The Best Country for Income on the Continent
“Jacob, I can see that for you being a Wallenberg means never having to say you’re sorry.” I said coldly to the young intern, who had just made a complete mess of a mailing and was blaming my excellent assistant for the disaster.
It was a good line – paraphrased from the 1970 movie “Love Story”– but it was a bad career move. It ended any hopes I may have had for a career at the top of Swedish industry, because that intern was the heir to the Wallenberg family, which owns minority but controlling interests in many top Swedish companies.
And now, 30 years later, Jacob Wallenberg is boss of the industrial empire.
People think of Sweden as a heavily Socialist country with very high taxes and few rich people, and assume that Swedish industry must lack ambition and innovation.
But right now Sweden has the best “country yield”—the dividend yield of a basket of a country’s top corporations—than any company on the European continent. The iShares MSCI Sweden Fund (NYSE:EWD) currently yields a generous 3.7%.
That’s not as high as the yield of our two Global Income Edge portfolios, but it’s impressive given the 1.8% yield on the Standard and Poor’s 500-stock index, and it’s from a country whose economy is growing faster than the U.S. economy. And at 16 times trailing earnings, it’s reasonably priced. Not bad for a “socialist paradise,” as Sweden is sometimes called.
For two reasons, there’s a lot more to the Swedish economy than meets the eye.

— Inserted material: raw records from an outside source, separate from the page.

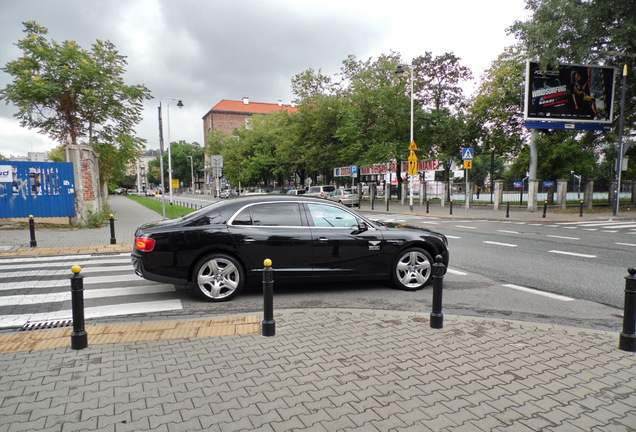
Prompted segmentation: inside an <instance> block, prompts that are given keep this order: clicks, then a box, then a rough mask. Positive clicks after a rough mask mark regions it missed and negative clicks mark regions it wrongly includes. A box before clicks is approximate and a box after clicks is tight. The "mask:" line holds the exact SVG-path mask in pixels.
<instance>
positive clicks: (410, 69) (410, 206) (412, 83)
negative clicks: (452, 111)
mask: <svg viewBox="0 0 636 432" xmlns="http://www.w3.org/2000/svg"><path fill="white" fill-rule="evenodd" d="M405 67H407V68H409V70H410V72H411V139H410V140H409V146H411V145H413V144H414V141H413V65H408V64H399V65H398V66H397V69H396V71H395V73H397V74H402V73H404V68H405ZM410 148H411V147H409V149H410ZM413 177H414V176H413V175H409V206H410V207H411V211H413Z"/></svg>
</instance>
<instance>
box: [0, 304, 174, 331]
mask: <svg viewBox="0 0 636 432" xmlns="http://www.w3.org/2000/svg"><path fill="white" fill-rule="evenodd" d="M182 309H183V306H182V305H181V300H161V301H154V302H143V303H127V304H118V305H109V306H97V307H90V308H85V309H84V317H85V318H86V319H91V318H103V317H110V316H120V315H132V314H144V313H156V312H166V311H172V310H182ZM71 318H73V312H72V310H71V309H68V310H63V311H57V312H42V313H35V314H21V315H2V316H0V328H7V327H22V326H23V325H24V324H26V323H27V322H42V321H55V320H66V319H71Z"/></svg>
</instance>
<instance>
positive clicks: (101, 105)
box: [0, 21, 151, 182]
mask: <svg viewBox="0 0 636 432" xmlns="http://www.w3.org/2000/svg"><path fill="white" fill-rule="evenodd" d="M24 25H25V30H24V31H25V33H26V36H25V37H24V38H23V39H22V40H20V41H18V43H17V44H16V45H17V46H18V47H19V48H20V49H21V50H22V53H23V55H22V57H20V58H18V59H16V60H12V61H9V62H8V63H7V64H6V66H5V67H4V68H2V70H3V71H4V72H6V73H8V74H9V75H11V76H12V78H13V82H11V83H10V84H8V85H7V86H6V87H5V88H4V89H3V90H1V91H0V99H1V100H4V101H5V102H6V103H7V104H8V103H9V102H11V103H13V104H14V105H16V106H17V107H18V112H17V113H16V114H15V115H14V117H17V118H18V119H19V120H20V124H21V125H22V126H23V127H28V128H35V129H38V130H39V132H40V133H43V134H46V135H48V136H49V137H51V138H52V139H54V140H56V141H58V142H59V143H60V144H63V145H67V144H73V145H74V144H87V145H89V146H93V147H95V148H96V150H97V151H98V152H99V153H100V159H101V160H100V162H102V163H103V164H104V165H105V166H104V167H103V168H102V169H101V170H100V175H101V179H102V181H104V182H106V181H108V180H109V179H110V178H111V177H112V175H114V171H113V169H114V168H117V167H120V166H122V165H126V164H127V163H128V162H129V161H131V160H134V158H135V157H136V154H137V152H138V151H139V150H141V149H142V148H143V143H144V140H143V139H141V138H139V137H137V136H135V131H134V129H133V128H134V127H135V125H136V124H137V123H139V122H140V121H141V119H142V111H143V102H144V100H147V99H150V98H151V96H150V92H149V90H148V89H147V88H146V87H145V86H144V85H126V84H125V83H124V81H123V75H124V73H125V67H126V65H127V62H126V58H125V57H124V56H122V55H120V54H119V53H118V52H117V50H116V49H115V46H114V45H113V44H112V43H111V42H107V41H99V40H98V41H97V42H95V43H94V44H93V45H92V47H91V50H90V51H87V50H84V49H82V48H81V47H80V46H78V45H77V43H75V42H74V41H65V42H63V43H58V42H56V41H49V40H47V39H46V37H45V36H46V34H47V33H48V31H47V29H46V28H44V27H42V26H40V25H38V24H37V23H36V22H34V21H29V22H26V23H24ZM117 159H119V160H117Z"/></svg>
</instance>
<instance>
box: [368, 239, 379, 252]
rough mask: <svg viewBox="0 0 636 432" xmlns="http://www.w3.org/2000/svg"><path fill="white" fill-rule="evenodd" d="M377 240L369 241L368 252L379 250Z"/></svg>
mask: <svg viewBox="0 0 636 432" xmlns="http://www.w3.org/2000/svg"><path fill="white" fill-rule="evenodd" d="M380 243H381V242H380V241H379V240H369V250H380Z"/></svg>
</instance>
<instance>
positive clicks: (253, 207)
mask: <svg viewBox="0 0 636 432" xmlns="http://www.w3.org/2000/svg"><path fill="white" fill-rule="evenodd" d="M232 225H253V226H254V225H256V226H302V219H301V217H300V207H299V205H298V203H265V204H255V205H253V206H250V207H247V208H245V209H243V210H242V211H241V212H240V213H239V214H238V215H237V216H236V217H235V218H234V219H233V220H232Z"/></svg>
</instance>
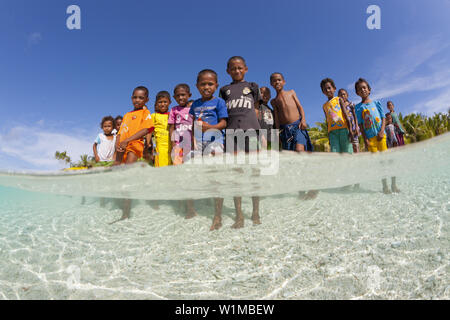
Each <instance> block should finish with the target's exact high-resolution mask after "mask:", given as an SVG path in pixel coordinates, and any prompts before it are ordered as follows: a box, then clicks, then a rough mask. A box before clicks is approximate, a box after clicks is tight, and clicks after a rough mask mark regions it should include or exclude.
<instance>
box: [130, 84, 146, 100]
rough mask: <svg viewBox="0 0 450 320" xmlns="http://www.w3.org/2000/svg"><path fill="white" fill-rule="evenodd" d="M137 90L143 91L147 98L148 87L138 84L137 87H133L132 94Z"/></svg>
mask: <svg viewBox="0 0 450 320" xmlns="http://www.w3.org/2000/svg"><path fill="white" fill-rule="evenodd" d="M137 90H142V91H145V96H146V97H147V98H148V89H147V88H146V87H144V86H139V87H136V88H134V90H133V94H134V93H135V92H136V91H137Z"/></svg>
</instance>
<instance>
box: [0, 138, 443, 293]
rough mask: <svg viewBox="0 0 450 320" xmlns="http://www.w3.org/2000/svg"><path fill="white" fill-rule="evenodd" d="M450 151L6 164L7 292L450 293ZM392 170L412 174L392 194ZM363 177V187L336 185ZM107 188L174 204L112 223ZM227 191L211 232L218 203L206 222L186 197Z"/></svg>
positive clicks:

First, since the 1930s the Wallenbergs, a capable and aggressive dynasty, have controlled much of Swedish industry (through charitable foundations). Second, since a financial crisis in the early 1990’s, tax and other reforms have made even the non-Wallenberg sectors of Swedish industry much more capitalist. Because of this the top Swedish rate of income tax, once well over 70%, is now down to 56%, when you add in municipal taxes. The country still has a large state sector, at 52% of GDP, but that’s smaller than France’s, for example.

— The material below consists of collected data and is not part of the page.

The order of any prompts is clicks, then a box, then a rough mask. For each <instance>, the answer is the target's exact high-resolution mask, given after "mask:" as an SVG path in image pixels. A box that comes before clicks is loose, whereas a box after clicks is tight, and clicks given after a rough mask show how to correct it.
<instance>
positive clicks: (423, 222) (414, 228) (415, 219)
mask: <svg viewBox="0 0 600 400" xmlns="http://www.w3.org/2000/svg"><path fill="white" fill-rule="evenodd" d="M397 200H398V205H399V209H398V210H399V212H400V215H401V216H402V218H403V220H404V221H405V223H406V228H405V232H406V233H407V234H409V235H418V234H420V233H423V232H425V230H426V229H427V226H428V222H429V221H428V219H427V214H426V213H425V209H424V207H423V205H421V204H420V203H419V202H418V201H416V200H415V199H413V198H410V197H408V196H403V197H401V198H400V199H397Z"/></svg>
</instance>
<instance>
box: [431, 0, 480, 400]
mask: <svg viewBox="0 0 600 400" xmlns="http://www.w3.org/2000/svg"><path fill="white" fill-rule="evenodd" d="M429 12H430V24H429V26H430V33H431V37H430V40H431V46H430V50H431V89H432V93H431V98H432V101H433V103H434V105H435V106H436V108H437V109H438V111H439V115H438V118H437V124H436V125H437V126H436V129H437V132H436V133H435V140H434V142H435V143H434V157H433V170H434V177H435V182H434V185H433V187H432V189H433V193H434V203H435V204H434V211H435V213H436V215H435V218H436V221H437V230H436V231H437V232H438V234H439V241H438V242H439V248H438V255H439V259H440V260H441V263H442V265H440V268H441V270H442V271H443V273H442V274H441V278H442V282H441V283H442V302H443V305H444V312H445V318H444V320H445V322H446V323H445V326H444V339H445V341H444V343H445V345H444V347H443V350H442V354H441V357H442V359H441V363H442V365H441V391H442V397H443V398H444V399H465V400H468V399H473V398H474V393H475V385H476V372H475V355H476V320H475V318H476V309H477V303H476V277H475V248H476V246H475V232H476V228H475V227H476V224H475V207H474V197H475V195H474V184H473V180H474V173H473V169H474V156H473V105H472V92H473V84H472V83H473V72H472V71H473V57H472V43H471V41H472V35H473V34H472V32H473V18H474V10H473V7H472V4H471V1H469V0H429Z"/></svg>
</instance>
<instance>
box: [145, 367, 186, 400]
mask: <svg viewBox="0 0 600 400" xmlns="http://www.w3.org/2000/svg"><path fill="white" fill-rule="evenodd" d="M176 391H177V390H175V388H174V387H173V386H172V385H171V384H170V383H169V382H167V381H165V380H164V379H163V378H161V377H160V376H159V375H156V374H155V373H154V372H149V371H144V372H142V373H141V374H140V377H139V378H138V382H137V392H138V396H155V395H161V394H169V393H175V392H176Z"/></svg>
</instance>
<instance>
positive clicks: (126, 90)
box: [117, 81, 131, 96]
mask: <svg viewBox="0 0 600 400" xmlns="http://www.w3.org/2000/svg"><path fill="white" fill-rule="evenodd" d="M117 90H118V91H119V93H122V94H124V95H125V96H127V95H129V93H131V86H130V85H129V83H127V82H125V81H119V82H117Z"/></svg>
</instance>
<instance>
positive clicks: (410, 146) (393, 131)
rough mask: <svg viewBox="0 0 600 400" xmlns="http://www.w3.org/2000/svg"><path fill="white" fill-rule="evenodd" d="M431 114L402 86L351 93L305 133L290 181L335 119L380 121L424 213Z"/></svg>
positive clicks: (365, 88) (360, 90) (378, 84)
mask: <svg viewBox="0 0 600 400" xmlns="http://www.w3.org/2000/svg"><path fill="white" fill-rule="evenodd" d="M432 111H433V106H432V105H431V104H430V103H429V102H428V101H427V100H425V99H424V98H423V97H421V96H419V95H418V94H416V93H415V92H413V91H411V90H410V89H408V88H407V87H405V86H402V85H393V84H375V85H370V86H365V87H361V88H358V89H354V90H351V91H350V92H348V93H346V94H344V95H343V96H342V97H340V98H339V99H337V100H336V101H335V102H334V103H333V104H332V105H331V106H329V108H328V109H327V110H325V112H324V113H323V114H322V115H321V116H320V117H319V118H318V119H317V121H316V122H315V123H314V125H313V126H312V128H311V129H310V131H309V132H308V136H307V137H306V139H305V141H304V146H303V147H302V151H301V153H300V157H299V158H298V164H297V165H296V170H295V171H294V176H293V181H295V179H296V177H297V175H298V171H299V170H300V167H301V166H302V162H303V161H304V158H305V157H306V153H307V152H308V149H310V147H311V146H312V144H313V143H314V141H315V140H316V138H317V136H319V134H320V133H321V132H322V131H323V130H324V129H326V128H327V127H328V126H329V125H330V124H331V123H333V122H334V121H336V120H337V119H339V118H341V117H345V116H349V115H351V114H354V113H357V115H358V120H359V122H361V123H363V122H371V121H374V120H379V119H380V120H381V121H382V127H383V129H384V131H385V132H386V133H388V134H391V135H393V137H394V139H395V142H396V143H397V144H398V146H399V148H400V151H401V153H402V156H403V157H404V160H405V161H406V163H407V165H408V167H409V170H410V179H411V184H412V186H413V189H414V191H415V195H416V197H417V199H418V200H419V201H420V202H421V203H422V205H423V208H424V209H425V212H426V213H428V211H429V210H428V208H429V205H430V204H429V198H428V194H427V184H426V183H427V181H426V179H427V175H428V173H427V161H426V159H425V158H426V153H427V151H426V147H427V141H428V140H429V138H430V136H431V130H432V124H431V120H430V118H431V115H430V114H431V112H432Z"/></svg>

Charitable foundations, holding companies and two-tier voting structures are the key to continued Wallenberg control in an era of high taxation. Since foundations, being charitable, don’t pay tax, Wallenberg control is preserved. The family can’t wander around the world on gigantic yachts like billionaires who own their assets directly, but they still live pretty well.
Wallenberg family domination has on the whole been good for Swedish industry. Marcus Wallenberg (1899-1982) was a business genius, and while Peter Wallenberg, the intermediate generation’s leader, was a bit lazy, I have to admit through gritted teeth that Jacob, the current boss, is at least capable, and takes a useful, long-term view.

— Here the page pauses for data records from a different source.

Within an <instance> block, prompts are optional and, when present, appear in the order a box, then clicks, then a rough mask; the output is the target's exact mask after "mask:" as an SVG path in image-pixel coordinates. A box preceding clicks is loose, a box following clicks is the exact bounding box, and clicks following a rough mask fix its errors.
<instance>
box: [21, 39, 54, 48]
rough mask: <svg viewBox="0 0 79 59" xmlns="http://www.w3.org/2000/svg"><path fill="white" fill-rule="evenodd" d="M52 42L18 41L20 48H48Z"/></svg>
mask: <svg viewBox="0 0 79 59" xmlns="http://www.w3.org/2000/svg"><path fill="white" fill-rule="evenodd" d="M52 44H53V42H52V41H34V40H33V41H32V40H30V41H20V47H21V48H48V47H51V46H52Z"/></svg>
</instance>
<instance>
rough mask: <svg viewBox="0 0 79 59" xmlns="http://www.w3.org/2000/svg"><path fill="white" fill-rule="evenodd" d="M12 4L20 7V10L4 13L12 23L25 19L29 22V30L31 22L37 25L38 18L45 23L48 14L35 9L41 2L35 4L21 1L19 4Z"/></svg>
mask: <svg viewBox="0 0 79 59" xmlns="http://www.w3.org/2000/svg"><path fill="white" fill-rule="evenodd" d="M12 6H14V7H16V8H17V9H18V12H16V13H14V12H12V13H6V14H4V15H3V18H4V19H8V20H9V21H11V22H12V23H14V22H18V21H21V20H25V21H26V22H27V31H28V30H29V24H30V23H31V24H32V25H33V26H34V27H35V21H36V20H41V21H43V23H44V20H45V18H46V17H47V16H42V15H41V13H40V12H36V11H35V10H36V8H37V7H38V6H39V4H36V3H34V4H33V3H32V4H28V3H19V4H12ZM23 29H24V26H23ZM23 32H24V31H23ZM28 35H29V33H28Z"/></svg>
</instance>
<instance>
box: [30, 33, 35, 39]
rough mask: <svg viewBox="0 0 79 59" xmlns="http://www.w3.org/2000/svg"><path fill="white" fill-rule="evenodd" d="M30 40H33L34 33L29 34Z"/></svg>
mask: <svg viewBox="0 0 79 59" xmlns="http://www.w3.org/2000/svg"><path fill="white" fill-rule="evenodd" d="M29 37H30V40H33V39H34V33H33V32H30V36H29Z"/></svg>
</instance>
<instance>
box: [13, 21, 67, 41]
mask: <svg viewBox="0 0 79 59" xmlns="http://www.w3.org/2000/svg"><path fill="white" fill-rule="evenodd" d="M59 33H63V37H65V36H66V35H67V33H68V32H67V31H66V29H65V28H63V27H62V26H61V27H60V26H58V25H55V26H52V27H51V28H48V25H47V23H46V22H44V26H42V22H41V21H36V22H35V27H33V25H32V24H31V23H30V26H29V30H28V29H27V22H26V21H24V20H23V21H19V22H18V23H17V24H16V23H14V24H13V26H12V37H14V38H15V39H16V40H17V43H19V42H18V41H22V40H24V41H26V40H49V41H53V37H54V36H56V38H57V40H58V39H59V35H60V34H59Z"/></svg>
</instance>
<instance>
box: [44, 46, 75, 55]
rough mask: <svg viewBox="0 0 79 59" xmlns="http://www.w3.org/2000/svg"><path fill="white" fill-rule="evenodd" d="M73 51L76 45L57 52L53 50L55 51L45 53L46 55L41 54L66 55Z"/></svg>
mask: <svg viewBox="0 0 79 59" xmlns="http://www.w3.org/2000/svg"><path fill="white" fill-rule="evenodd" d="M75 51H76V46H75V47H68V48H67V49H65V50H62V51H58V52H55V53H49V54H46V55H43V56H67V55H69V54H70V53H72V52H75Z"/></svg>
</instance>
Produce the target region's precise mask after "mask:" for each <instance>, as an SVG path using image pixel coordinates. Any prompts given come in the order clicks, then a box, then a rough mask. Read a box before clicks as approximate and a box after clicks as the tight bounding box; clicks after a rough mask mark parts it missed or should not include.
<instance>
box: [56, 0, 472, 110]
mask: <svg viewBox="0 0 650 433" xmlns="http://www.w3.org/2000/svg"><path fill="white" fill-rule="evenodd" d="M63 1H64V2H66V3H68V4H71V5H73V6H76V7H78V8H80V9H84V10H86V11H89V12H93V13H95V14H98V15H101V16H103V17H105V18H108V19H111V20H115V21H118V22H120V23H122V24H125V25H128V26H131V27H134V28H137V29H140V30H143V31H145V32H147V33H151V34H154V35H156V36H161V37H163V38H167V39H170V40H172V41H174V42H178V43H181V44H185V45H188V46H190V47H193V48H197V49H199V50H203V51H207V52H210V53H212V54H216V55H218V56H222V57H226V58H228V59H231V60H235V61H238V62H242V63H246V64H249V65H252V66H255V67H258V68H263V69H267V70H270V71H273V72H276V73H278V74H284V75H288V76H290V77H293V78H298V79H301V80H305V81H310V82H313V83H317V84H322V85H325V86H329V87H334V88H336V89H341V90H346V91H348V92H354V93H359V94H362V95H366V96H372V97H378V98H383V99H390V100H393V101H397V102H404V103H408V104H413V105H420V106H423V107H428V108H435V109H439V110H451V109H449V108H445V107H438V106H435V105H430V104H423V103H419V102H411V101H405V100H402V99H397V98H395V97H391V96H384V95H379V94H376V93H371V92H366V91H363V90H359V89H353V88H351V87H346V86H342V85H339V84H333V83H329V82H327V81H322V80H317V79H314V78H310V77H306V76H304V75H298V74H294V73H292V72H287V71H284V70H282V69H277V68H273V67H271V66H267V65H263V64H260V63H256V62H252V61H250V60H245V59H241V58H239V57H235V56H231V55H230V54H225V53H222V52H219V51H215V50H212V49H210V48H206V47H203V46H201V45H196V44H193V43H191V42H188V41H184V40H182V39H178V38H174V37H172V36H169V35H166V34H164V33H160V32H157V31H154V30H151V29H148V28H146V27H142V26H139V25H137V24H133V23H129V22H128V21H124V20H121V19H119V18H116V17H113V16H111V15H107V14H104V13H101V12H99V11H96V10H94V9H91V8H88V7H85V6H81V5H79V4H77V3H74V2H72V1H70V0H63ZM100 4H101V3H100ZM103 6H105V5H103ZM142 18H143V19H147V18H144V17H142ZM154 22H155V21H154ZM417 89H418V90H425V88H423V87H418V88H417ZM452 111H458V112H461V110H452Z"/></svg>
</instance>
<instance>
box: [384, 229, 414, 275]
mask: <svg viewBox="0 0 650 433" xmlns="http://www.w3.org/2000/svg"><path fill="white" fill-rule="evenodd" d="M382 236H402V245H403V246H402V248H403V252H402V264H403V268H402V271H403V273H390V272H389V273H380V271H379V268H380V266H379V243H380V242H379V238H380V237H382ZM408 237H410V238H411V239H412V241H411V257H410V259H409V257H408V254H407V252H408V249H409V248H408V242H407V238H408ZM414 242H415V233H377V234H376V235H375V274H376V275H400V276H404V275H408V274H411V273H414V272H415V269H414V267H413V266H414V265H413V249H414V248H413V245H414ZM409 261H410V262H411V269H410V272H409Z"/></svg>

To be fair, the last 20 years of Sweden’s economic opening have reduced Wallenberg domination. Of the top ten holdings of the iShares MSCI Sweden Fund (NYSE:EWD), which invests to match the MSCI Sweden Index, only four (L.M. Ericsson, Skandinaviska Enskilda Banken, Atlas Copco and Volvo AB) are now controlled partially or wholly by the Wallenbergs. Of the other six, three are banks, with the largest, Nordea, a primarily Norwegian bank that is now dominant in the Scandinavian region. The other three are Hennes & Mauritz, Sweden’s largest retailer, Assa Abloy, the world’s largest lock manufacturer, and Teliasonera, a merger of the Swedish and Finnish privatized telecom companies.
Sweden’s economy is doing pretty well, which is to say very well by European standards these days. The International Monetary Fund projects 3% growth for 2014 and 3.3% growth for 2015, third fastest among the 28 countries in the EU, just behind Ireland and Poland. As with the United Kingdom, maintaining its own currency has helped Sweden’s economy by letting the country steer clear of the Euro’s instability. In most respects the Swedish economy resembles Germany’s, with a heavy orientation towards specialty manufacturing and a high level of engineering skill and product quality.
The iShare Sweden fund’s high yield results from an important cultural difference: Swedish top managers are less well paid than U.S. CEOs, and don’t receive such generous stock options; so they remain more shareholder-oriented, paying out more earnings in dividends rather than share buybacks.
Given its merits for yield, growth and international diversification, the iShares MSCI Sweden Fund is an good place for income-oriented U.S. investors to place a portion of their money.